Many Wyoming veterans of Iraq and Afghanistan go without care they've earned

Many Wyoming veterans of Iraq and Afghanistan go without care they've earned
The Trib.com
By CHRISTINE PETERSON and BENJAMIN STORROW
Star-Tribune staff writers
1 hour ago

The week before Halloween, Adrian Najera had a flashback. He opened the doors of Liesinger Hall, but instead of finding himself on the Casper College campus, he was back in Kunar Province.

Back picking through the rubble of a bombed-out building. Back searching for any bit of intelligence: A body to photograph, a finger to scan, anything that might prove a top-level target had been hit in an airstrike.

“That’s how it happens to me.
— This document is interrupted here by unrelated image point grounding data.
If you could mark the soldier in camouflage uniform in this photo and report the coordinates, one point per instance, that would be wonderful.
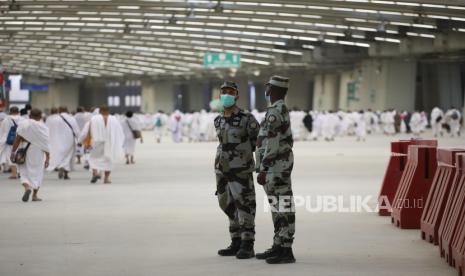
(275, 161)
(237, 132)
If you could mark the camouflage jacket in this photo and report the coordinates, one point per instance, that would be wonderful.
(274, 143)
(237, 136)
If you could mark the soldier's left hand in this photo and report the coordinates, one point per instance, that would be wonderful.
(261, 178)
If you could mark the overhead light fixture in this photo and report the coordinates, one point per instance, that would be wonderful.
(219, 7)
(172, 20)
(126, 30)
(13, 6)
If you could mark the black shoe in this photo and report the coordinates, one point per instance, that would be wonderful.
(232, 249)
(272, 252)
(285, 257)
(94, 179)
(26, 195)
(246, 250)
(61, 174)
One minute I’m there and then I take a step and it’s like, boom.”

He snapped his fingers.

“As soon as I stepped outside those doors it hit. There were bodies, man.”

The challenges Najera faces are not unique among the soldiers returning home from more than a decade of war in Afghanistan and Iraq. Many former soldiers are going without the care they are entitled to, veterans advocates say.

Nationally, only a third of veterans who fought in recent conflicts participate in U.S. Department of Veteran Affairs programs. The figure is similar in the Cowboy State, where approximately two-thirds of veterans are either seeking care on their own or going without.

Experts blame a range of possibilities for low enrollment, including a social stigma associated with seeking help or the general feeling that help is not needed. But the stakes of solving the enrollment quandary are high.